La Svizzera rientra senza dubbio nella categoria dei paesi che si sono avvantaggiati, costatano unanimi gli interlocutori. Keith Rockwell sottolinea l’importanza del settore d’esportazione in un paese di soli otto milioni d’abitanti, mentre Jean-Pierre Lehman considera che le grandi multinazionali svizzere abbiano sfruttato con successo il commercio «Made in the World».

Secondo Hans-Peter Egler, le piccole e medie imprese svizzere hanno pure svolto un ruolo fondamentale nel posizionamento della Svizzera. «La produzione industriale elvetica è contraddistinta da PMI forti e altamente specializzate, che importano prodotti prefabbricati e semi-finiti, li trasformano e li esportano creando un valore aggiunto», rileva il rappresentante della Seco.

La Svizzera fa parte delle nazioni esportatrici che utilizzano una percentuale tra le più elevate di componenti intermedi (materie prime, pezzi singoli, prodotti semi-finiti) importati. Nell’industria chimica la proporzione raggiunge il 70% e in quella tessile il 60%, secondo l’Organizzazione per lo sviluppo e la cooperazione economica.

Gli osservatori ritengono che il successo futuro di questa produzione mondializzata dipenderà da fattori per ora difficili da prevedere. Jean-Pierre Lehman ricorda che le inondazioni in Thailandia nel 2011 hanno considerevolmente alterato la catena d’approvvigionamento di questo paese per l’industria automobilistica internazionale. Tra alcuni paesi, gli scambi commerciali si urtano a questioni politiche. Come ad esempio tra Giappone e Cina, paesi «fortemente integrati per quanto concerne la produzione, ma le cui relazioni politiche sono tese e dove il rischio di una guerra, seppur lontano, è sempre presente».

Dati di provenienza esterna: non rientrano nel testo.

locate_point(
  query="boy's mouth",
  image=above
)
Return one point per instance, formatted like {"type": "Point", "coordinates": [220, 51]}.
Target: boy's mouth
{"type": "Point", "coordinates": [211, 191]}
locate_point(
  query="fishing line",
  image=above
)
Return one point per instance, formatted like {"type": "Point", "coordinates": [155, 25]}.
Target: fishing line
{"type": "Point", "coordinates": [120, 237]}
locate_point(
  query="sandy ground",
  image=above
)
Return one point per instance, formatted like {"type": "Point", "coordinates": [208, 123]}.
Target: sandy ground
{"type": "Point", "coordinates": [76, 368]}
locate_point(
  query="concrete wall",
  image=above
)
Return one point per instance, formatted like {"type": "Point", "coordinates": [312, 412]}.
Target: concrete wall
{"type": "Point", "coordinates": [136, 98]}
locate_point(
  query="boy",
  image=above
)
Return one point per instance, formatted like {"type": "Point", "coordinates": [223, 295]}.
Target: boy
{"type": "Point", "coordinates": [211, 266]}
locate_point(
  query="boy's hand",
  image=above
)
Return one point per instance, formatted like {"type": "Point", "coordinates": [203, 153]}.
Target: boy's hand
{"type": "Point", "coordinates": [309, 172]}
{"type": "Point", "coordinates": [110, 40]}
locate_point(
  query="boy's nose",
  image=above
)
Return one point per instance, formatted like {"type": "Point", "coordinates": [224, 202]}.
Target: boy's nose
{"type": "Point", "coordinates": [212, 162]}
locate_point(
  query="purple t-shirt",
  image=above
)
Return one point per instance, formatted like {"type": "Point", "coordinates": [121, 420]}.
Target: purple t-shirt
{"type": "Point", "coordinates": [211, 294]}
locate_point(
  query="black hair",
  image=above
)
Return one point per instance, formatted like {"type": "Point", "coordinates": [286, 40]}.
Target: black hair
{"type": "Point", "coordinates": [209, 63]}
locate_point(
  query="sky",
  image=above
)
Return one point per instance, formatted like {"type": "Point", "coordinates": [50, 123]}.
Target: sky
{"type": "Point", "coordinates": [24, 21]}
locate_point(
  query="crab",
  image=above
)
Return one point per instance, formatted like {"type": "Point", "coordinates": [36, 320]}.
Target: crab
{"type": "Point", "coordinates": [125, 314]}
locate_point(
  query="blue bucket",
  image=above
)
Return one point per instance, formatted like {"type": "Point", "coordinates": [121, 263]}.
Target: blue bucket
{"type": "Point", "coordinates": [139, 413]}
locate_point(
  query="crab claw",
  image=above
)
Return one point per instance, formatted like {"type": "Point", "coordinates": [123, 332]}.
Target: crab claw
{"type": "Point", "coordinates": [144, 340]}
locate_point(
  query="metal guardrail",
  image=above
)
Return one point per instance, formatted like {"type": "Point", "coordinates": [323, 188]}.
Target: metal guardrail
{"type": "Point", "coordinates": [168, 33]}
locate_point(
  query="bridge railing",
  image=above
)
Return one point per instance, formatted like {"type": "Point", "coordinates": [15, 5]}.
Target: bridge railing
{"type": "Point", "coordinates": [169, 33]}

L’OCSE stima che in media, per i suoi trenta paesi membri, i componenti intermedi importati rappresentano il 25% del totale delle esportazioni registrate nel 2005.

In alcuni paesi come Stati Uniti o India, il peso di questi componenti intermedi equivale al 13% delle esportazioni. In Brasile e Giappone si avvicina al 15%. In Europa la proporzione è molto più alta: Gran Bretagna (20%), Francia (25%), Germania (26%), Ungheria (56%), Lussemburgo (60%).

In Svizzera la proporzione si aggira attorno al 30%. Secondo i dati dell’OCSE, la percentuale è più elevata in settori come quello chimico (70%) o dei servizi.